Thank you to Madison King for helping with this article! You’re amazing, and you’re going to do incredible things!


In 2023 alone, at least 65 bills were introduced that fought against the implementation and continuation of diversity, equity, and inclusion (DEI) in schools, according to the American Civil Liberties Union. These bills targeted DEI at all levels of education, including higher education. They come at the same time as the June 2023 decision made by the Supreme Court that resulted in the death of affirmative action, a policy that has helped millions of students of color get into college by fighting against systemic discrimination in the admissions process. Decisions such as these, which use the law to target and attack marginalized groups, come as a shock for some and a relief for others. But why is DEI such a problem, what even is it, and how will its end affect universities and individuals nationwide?


To begin, diversity, equity, and inclusion initiatives work to target three main areas within a university, training, organizational policies and practices, and organizational culture, in order to improve and promote diversity, equity, and inclusion, according to ABC News. It is through these three areas where students of all races, genders, sexualities, religions, and socioeconomic backgrounds can feel welcomed and included on campus. These initiatives are also meant to address and correct past inequities, such as groups being left out of the college process or being met with discrimination and hatred without support or policy to address the issues.


Not only does DEI provide policies, training, and practices, but it allows for a safe environment for students of color to thrive in a space that historically hasn’t been welcoming.
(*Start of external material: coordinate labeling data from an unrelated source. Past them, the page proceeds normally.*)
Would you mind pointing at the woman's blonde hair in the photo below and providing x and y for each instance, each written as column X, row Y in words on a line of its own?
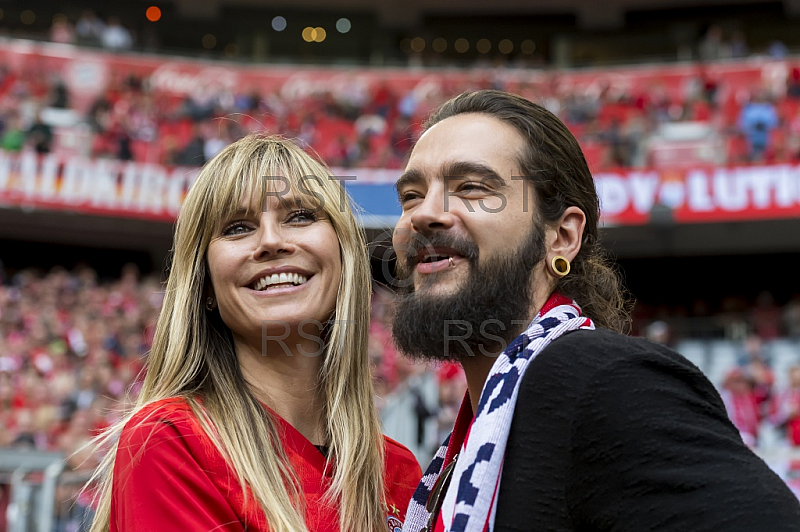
column 193, row 356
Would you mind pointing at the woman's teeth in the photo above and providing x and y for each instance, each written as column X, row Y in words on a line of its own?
column 280, row 278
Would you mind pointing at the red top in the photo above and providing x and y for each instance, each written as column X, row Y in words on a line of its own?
column 168, row 475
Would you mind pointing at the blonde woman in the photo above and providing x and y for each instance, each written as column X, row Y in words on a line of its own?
column 256, row 410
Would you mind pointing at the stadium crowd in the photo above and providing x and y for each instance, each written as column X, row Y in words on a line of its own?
column 131, row 121
column 72, row 347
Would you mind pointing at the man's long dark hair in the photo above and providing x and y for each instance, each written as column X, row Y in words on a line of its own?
column 555, row 166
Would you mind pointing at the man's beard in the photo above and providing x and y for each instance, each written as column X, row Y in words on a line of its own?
column 482, row 316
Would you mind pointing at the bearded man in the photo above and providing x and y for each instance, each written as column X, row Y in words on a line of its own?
column 567, row 424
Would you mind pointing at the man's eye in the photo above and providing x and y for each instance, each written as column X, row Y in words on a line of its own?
column 301, row 217
column 237, row 228
column 405, row 197
column 472, row 187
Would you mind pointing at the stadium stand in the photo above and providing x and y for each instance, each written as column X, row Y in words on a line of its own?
column 72, row 341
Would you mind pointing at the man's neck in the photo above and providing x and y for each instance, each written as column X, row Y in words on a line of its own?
column 476, row 370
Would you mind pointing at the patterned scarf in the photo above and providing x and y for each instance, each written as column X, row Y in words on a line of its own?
column 470, row 503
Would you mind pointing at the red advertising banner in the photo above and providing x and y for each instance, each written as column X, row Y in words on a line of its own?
column 696, row 195
column 628, row 197
column 88, row 72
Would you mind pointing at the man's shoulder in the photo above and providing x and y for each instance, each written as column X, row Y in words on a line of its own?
column 580, row 355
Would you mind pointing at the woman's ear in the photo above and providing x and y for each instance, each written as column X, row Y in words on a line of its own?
column 564, row 237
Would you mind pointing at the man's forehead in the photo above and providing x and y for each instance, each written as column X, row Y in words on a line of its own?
column 454, row 169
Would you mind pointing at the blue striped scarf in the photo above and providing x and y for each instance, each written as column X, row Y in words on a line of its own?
column 471, row 500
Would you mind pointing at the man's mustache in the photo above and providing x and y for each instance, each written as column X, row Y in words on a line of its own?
column 438, row 239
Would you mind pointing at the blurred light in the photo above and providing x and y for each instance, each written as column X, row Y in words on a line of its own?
column 343, row 25
column 27, row 17
column 209, row 41
column 153, row 14
column 527, row 46
column 279, row 23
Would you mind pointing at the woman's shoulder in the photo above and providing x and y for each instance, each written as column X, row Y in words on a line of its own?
column 396, row 450
column 399, row 456
column 402, row 473
column 158, row 420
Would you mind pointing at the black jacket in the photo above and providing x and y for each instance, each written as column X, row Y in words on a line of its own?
column 619, row 434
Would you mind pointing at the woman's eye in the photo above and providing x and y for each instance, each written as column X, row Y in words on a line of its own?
column 236, row 228
column 301, row 217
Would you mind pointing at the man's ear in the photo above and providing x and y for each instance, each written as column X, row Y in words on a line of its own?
column 564, row 237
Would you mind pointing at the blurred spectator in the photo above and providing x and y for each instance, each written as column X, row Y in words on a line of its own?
column 658, row 331
column 13, row 138
column 777, row 50
column 738, row 45
column 194, row 153
column 61, row 30
column 89, row 28
column 115, row 36
column 740, row 402
column 40, row 135
column 757, row 120
column 712, row 47
column 765, row 317
column 788, row 408
column 59, row 95
column 791, row 317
In order to accomplish this, organizations such as Black Student Unions help to use DEI to directly support and foster a safe environment for students of color.


“Students of color need and deserve to have a safe space on campus, which is why myself and the other execs/members in Black Student Union want to continue to grow our organization and provide that source of comfort and safety for Black students on campus,” says Madison King, a senior at UE and the president of the Black Student Union.


Not only does DEI benefit students of color and other minority students, but also those who do not belong to those groups.


“DEI is not just important for supporting underrepresented groups, but it is also a necessity for educating those who are not directly impacted by the issues that Affirmative Action was put in place to help reduce,” King says.


So, if it is so beneficial, then why is there such an uproar about it? Why are policies such as DEI and affirmative action being struck down at every level? This is a question many people, especially students in minority groups, have been wrestling with. For some, DEI and affirmative action seem like nothing more than an attack against white people, straight people, cisgender people, men, and others in majority groups. This cannot be farther from the truth.


“I think the attack on DEI will have a huge negative impact on the sense of belonging for students of color across the nation,” King adds. In commenting on her experience further, she says, “I could not imagine what my experience would have been like coming to a predominantly white institution (PWI) without having made the prior connection to my advisors and peers within the Fellows Scholars Program.”


The Fellows Scholars Program was “a scholarship program for Black and LatinX students,” as King says. A program that used DEI to address inequality that has fostered a supportive and welcoming community for many students of color. A program that many people saw as a “threat.” A program that no longer exists with the death of affirmative action. What would higher education look like without diversity? What would lower education look like without diversity?


“Since coming to college, I have heard so many people say that they come from a small town and did not experience diversity, or issues related to it, until they got to college.” 


King expresses a sentiment that I, too, have heard among UE’s halls. There are so many students who have never experienced diversity before coming to college and can see and befriend students of all races, genders, sexualities, religions, abilities, etc. Without DEI and policies like affirmative action, this process becomes incredibly hard, if not impossible.


“Without this, students who are still being impacted by these issues will not have the same opportunity to attend a private liberal arts university as someone who has benefited from generational wealth,” King says.


It is clear that the removal of DEI leads to detrimental consequences for minority students, as well as everyone else. It removes the purposefully established safe spaces, resources, policies, and practices for students of color. It strips the connections between students of different backgrounds. It hides a history of hurt, trauma, and inequality that the U.S. has fostered to this day. The removal of DEI is not fair, and it does not help white students. It only harms everyone involved.


While the fight for DEI and affirmative action may seem impossible, there is hope. This becomes especially important in our generation, a generation that has had to push and fight through barriers like none other before us.


“Overall, allies and the broader university should continue to amplify the voices of underrepresented groups.  It is so important for the university to encourage dialogue around DEI even though those conversations can be uncomfortable,” King emphasizes. 


As she says, allies and the universities, including UE, have an important role in maintaining relationships and preserving safe spaces for students of color, LGBTQ+ students, female students, disabled students, and many others.


“The university should address the diversity gap by having support programs, increasing financial aid opportunities and pushing for more diversity within faculty and staff.” King continued with “I hope that the university as a whole is just as passionate and supportive in the coming years when students need it most.”


Under the midst of a brutal attack on diversity, equity, and inclusion, the most we can do is fight. Fight for those who are different from us. Fight for equality and for safe, inclusive spaces. Equity is not a threat. It is the least we, as a country, can do.